European Stocks Open Steady as Linde Surges, Ryanair Tumbles
(Bloomberg) -- European equities opened little changed, as Ryanair slumped the most since 2016 after cutting its earnings outlook and Linde surged after winning approval from China for a merger with Praxair.
The Stoxx Europe 600 Index was up less than 0.1 percent at the open. Banking stocks were among the biggest decliners following a report in La Repubblica that the EU commission will reject Italy’s budget proposal in November. Oil stocks traded higher as Brent traded near $83 a barrel, with Total and Shell rising.

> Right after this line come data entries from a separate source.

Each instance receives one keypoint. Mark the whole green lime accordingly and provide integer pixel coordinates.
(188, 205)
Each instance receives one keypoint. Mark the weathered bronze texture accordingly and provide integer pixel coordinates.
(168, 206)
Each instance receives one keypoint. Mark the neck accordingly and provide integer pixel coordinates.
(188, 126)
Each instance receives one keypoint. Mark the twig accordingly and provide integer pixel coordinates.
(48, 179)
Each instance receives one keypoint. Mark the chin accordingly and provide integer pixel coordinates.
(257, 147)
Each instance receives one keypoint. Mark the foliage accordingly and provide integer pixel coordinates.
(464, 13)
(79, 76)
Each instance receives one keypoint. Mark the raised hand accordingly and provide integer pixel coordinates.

Ryanair plunged as much as 9.8 percent in London after Europe’s biggest discount carrier lowered its full-year profit guidance by 12 percent, becoming the latest airline in the region to slash its outlook due to higher fuel costs. Investors continue to focus on trade talks and their impact on global growth as U.S. and Canadian negotiators secured an agreement to preserve a three-way trade bloc with Mexico.
“The real worry these days is Italy, this subject will dominate the next sessions,” said Guillermo Hernandez Sampere, head of trading at MPPM EK in Eppstein, Germany. “It is very positive that U.S. and Canada found an agreement, after the negotiators worked around the clock to find a solution. The door to find a deal with China is still open, markets will like that.”